川内はうんざりした表情で説明を付け足す。

 

「なんだそれは……」

 

「提督はお分かりにならなくても大丈夫です。それはこちらで対処いたします」

神通は真面目顔で宗介にそう言った。

 

「もしかして、テッサと寮室を同じにしたのは不味かったのか?」

 

「不味くは無いけどね……もしかしたら良いかも…今あの子一人で部屋使っているから、同室の子が出来たら、提督の寝込みに部屋に侵入する事が出来なくなるかも」

 

「それはありがたいが……」

 

「まあ、なんにしても様子見ね。……提督が建造する艦娘ってなんでこう、変な子が多いのかしら?」

川内はそう言って締めくくる。

 

 

 

翌日夜明け前

宗介は寝ていたのだが、司令官室の方から言い争いの声が聞こえる。

司令官室と宗介のプライベートルームはドア一枚を隔ててつながっているのだ。

 

「ああっもう!なんで貴方までついてくるんですか!これじゃ提督のベットに潜り込めないじゃないですか!」

 

「テッサ殿いけません。私は提督に四六時中貴方に付いていろといわれました!」

 

「それが邪魔なんです!」

どうやら言い争いをしているのはテッサとタービュレントのようだ。

 

ガチャ

「はぁ、はぁ、テッサさん!提督の寝室に潜り込もうとしましたね!」

神通の声が聞こえる。

 

「もう!神通さんに見つかっちゃったじゃないですか!!」

 

「タービュレントさん良くやってくれました。テッサさんを部屋に連れ戻してください」

 

「了解しました副官殿。さあ、テッサ殿戻りましょう」

 

「ぶーぶー、次こそは!」

 

「次もありません!!」

 

 

どうやら、タービュレントをテッサの同室にしたのは正解だったと宗介は思うのであった。




トラファルガー級原子力潜水艦二番艦タービュレント
フルメタの原作では、タービュラントと表記されてましたが、マデューカス中佐がミスリルに入る前に乗っていたイギリス海軍の潜水艦です。

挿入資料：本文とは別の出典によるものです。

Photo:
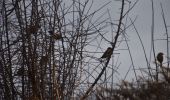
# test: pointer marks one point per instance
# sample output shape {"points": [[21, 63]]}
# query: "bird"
{"points": [[57, 36], [107, 53], [160, 58]]}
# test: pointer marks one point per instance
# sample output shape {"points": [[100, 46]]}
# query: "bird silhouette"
{"points": [[107, 53], [160, 58]]}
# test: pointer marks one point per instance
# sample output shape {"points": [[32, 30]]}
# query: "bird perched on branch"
{"points": [[107, 53], [160, 58], [56, 35]]}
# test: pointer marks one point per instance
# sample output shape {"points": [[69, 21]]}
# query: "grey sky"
{"points": [[143, 12]]}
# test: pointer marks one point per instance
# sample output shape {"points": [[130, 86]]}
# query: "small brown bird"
{"points": [[57, 36], [107, 53], [160, 58]]}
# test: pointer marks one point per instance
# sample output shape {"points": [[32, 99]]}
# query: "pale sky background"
{"points": [[143, 12]]}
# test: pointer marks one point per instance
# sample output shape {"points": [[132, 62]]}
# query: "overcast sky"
{"points": [[143, 12]]}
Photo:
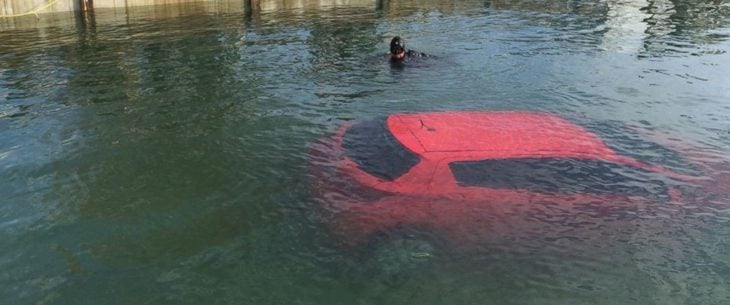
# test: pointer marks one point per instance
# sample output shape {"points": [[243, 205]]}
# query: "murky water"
{"points": [[161, 157]]}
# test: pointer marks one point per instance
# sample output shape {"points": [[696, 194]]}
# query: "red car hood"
{"points": [[502, 134]]}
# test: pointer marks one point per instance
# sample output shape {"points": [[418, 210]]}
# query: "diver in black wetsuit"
{"points": [[398, 52]]}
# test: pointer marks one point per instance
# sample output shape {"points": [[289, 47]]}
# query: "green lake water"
{"points": [[157, 157]]}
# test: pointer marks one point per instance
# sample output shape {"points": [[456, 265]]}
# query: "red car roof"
{"points": [[504, 134]]}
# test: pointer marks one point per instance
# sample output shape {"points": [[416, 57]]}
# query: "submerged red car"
{"points": [[468, 176]]}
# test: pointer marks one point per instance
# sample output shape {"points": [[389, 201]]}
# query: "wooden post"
{"points": [[86, 13]]}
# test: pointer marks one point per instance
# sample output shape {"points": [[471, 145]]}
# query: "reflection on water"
{"points": [[159, 154]]}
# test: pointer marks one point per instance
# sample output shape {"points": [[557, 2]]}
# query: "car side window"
{"points": [[559, 175], [376, 150]]}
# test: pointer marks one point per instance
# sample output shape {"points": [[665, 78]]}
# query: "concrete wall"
{"points": [[10, 8]]}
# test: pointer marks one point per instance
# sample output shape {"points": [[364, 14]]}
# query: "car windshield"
{"points": [[376, 151], [559, 175]]}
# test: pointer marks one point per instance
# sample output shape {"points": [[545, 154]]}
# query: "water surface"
{"points": [[161, 157]]}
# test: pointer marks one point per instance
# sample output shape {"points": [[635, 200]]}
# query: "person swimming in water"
{"points": [[399, 53]]}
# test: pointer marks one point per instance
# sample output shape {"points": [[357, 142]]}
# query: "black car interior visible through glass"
{"points": [[376, 151], [559, 176]]}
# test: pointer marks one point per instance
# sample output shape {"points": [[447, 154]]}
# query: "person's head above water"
{"points": [[397, 48]]}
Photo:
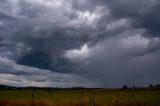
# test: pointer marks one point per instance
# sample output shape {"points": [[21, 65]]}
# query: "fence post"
{"points": [[94, 104]]}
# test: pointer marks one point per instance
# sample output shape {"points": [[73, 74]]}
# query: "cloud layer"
{"points": [[65, 43]]}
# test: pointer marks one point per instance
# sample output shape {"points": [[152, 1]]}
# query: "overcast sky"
{"points": [[89, 43]]}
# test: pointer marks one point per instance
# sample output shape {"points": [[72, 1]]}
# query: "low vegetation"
{"points": [[81, 97]]}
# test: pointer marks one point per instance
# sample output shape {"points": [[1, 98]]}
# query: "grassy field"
{"points": [[95, 97]]}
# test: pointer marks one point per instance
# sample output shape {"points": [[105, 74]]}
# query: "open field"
{"points": [[93, 97]]}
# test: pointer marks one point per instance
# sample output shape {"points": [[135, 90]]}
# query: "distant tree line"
{"points": [[5, 87]]}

核兵器は積んでいなかったようですが……トマホークやハープーンは乗せていました。

このお話のタービュレントは、性格はマデューカス中佐に似ておりますが、まるっきりというわけではありません。
唯、男嫌いのテッサ好きという設定です。ヘタをすると百合の人なのかもしれません。
宗介を初見で嫌った言動をしていたのは男だという事と、テッサとくっ付いていたからですね。まあ、多少宗介を毛嫌いしている記憶はあるのかも知れませんが……
長身、黒色の長い髪をアップでまとめピンで留めてます。
ドラマとか映画とかに出てくる。きつめのやり手美人秘書風です。
スレンダーな体格(胸は清霜並み)に手足が長いという設定です。
服装はイギリス海軍風………艤装は某イタリア潜水艦と現代風ミサイル発射官をミックスした感じです。